Because of Bondi’s willingness to ignore court orders, misrepresent facts, and make arguments with no basis in the law, Justice Department lawyers have lost their “presumption of regularity“ with the courts. Judges no longer believe the department is necessarily operating in good faith and telling the truth. This loss of credibility extends to the public as well, with grand juries across the country increasingly refusing to indict cases brought by the Justice Department.
DOJ jobs have also become far less desirable, and the department is struggling to attract qualified applicants to fill vacancies – especially at the FBI, the department’s litigating divisions, and U.S. Attorney’s Offices throughout the country.
And DOJ’s mission-critical work is suffering because agents and attorneys have been reassigned to immigration matters or reviewing the Epstein files, pulling them from duties such as tackling national security threats, fraud, and crimes against children. The data shows that vital work isn’t being done.

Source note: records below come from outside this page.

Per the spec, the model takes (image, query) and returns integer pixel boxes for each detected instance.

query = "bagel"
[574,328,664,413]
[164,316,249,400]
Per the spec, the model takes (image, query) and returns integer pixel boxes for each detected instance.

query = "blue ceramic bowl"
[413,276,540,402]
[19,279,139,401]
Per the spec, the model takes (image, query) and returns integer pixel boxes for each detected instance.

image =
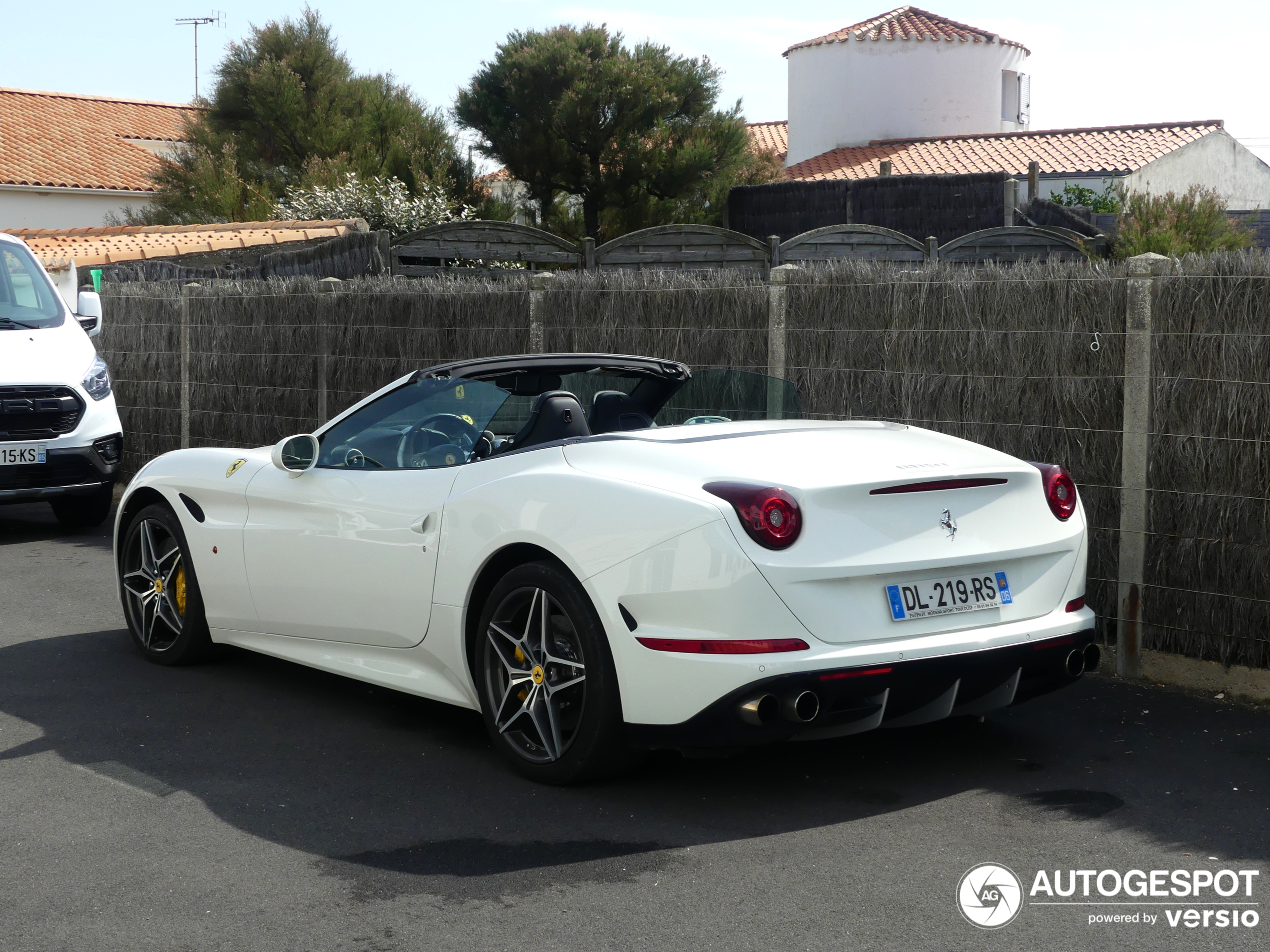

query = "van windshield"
[0,242,62,331]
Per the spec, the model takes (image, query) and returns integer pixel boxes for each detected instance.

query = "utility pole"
[176,10,226,103]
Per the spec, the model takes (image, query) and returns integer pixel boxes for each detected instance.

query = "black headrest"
[590,390,653,433]
[504,390,590,449]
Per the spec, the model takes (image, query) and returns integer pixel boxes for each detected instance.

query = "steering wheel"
[398,414,480,470]
[344,447,388,470]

Since Bondi’s confirmation, DOJ has been shutting down pending criminal cases at a record pace, quietly closing more than 23,000 in the first six months alone.

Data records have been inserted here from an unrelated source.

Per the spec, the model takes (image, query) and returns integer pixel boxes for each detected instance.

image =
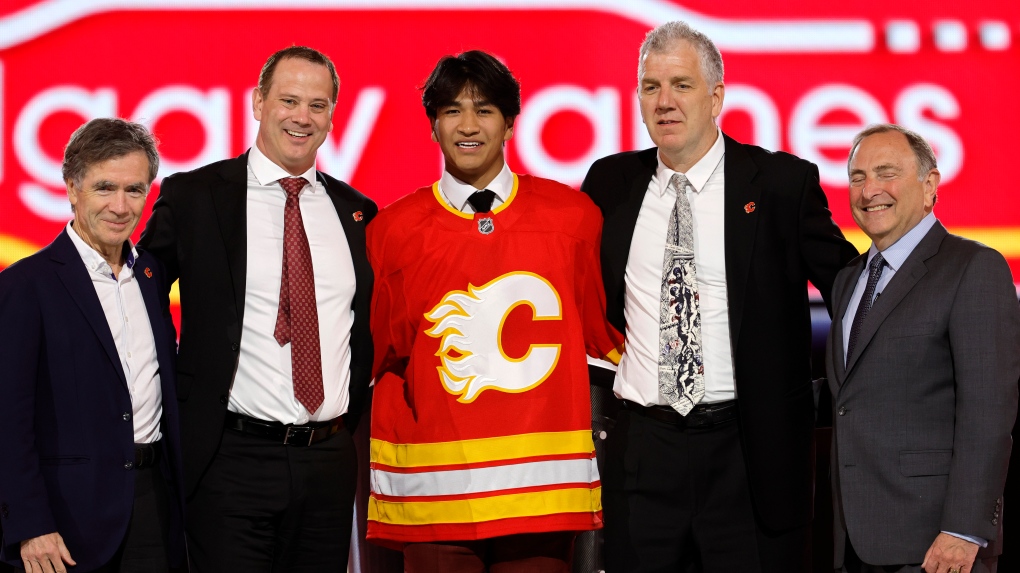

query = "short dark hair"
[421,50,520,121]
[60,117,159,187]
[258,46,340,104]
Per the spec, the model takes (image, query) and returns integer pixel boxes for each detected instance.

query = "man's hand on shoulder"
[921,533,978,573]
[21,531,78,573]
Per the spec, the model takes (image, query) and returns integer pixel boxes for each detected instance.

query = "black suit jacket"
[581,136,857,531]
[139,153,376,496]
[0,231,185,571]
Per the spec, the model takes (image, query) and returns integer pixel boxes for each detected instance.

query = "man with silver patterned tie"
[581,21,857,572]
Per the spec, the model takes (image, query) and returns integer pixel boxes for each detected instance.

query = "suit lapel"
[602,148,658,283]
[723,135,761,345]
[50,229,128,388]
[847,221,947,374]
[593,148,658,331]
[212,153,248,330]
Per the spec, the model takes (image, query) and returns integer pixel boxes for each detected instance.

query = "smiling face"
[64,151,150,272]
[432,86,513,189]
[638,40,725,172]
[252,58,336,175]
[850,132,941,251]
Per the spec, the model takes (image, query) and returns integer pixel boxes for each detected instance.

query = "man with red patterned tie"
[140,46,376,572]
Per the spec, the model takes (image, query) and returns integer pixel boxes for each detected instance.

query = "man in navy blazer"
[0,118,185,572]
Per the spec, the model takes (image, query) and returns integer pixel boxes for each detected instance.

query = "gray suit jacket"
[826,222,1020,567]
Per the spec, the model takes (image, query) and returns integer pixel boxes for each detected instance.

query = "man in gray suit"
[826,124,1020,573]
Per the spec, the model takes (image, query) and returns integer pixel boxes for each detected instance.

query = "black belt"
[223,412,344,446]
[623,400,736,428]
[135,441,163,470]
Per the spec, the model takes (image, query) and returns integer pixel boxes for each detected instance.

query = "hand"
[921,533,978,573]
[21,531,78,573]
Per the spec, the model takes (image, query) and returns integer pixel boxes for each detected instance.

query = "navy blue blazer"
[0,230,185,570]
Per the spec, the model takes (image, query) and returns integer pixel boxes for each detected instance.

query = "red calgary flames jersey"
[368,171,623,543]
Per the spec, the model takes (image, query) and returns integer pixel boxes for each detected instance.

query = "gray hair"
[847,123,938,205]
[638,20,723,89]
[60,117,159,187]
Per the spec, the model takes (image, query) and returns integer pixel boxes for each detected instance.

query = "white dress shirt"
[613,132,736,406]
[843,212,988,548]
[440,161,513,210]
[227,146,356,424]
[67,221,163,444]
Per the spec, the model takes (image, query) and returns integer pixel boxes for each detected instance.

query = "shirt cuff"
[942,531,988,548]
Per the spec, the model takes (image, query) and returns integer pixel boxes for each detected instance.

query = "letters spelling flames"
[425,271,563,404]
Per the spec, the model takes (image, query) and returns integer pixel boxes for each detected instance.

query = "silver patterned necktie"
[659,173,705,416]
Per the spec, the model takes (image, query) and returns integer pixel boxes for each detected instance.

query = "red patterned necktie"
[272,177,323,414]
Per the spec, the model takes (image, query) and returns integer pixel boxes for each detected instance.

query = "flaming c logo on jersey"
[425,271,563,403]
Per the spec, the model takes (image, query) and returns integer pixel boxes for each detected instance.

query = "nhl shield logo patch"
[478,217,496,235]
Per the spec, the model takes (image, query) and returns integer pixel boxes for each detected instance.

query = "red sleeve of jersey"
[578,205,623,364]
[367,206,414,380]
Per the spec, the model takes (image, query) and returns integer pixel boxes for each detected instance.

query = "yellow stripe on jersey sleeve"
[371,430,595,468]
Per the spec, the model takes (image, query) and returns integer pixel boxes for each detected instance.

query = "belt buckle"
[284,426,315,446]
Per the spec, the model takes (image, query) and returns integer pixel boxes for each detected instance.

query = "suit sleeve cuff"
[942,531,988,548]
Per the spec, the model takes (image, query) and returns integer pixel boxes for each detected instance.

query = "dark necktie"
[467,189,496,213]
[273,177,323,414]
[659,173,705,416]
[847,253,885,364]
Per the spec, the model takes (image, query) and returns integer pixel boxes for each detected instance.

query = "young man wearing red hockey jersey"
[368,51,622,573]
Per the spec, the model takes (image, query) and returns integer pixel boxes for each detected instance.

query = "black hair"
[421,50,520,121]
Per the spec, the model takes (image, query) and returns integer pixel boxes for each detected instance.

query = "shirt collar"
[868,211,935,271]
[66,220,138,278]
[248,145,316,193]
[440,161,513,211]
[655,128,726,197]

What Bondi destroyed in a year could take decades to rebuild. But the president didn’t fire her as part of a much-needed course-correction; he axed her because she didn’t go far enough.
For now, we have an acting attorney general who has never stopped seeing himself as Trump’s personal lawyer. Todd Blanche has used his high position at the department to illegally fire career employees, smear whistleblowers, and attack the judiciary. Time and again he has shown that his guiding star is fealty to the president, not upholding the rule of law.
Unfortunately, Bondi’s departure is likely not a sign of better things to come at the Justice Department. Though a nominee has yet to be named, we already know replacing her with a more competent attorney general who — like her — believes his sole client is the president and not the country may just make things worse.
We need the Senate to exercise its constitutional check to ensure that doesn’t happen. Until we have a Senate willing to meet the moment, we will continue to have sycophants in charge who see fealty to one man as their highest priority.
Many of us who once worked at the Justice Department can’t simply wait out this administration. We can’t stand by and do nothing. That’s why Justice Connection has mobilized DOJ alumni across the country to provide the support our former colleagues need and stand up for the rule of law. We’ll also mobilize them to actively oppose any nominee who won’t commit to restoring DOJ’s integrity and independence. We strive for a Justice Department that lives up to the ideal in its name.
Our safety, prosperity, and rights depend on an institution that is under attack. We once fought for these ideals within the Justice Department. Now, the best way we can fight for the department is from the outside.
Now is the time to speak up for Justice. We encourage all Americans to join us — before it’s too late.
Stacey Young is executive director and founder of Justice Connection.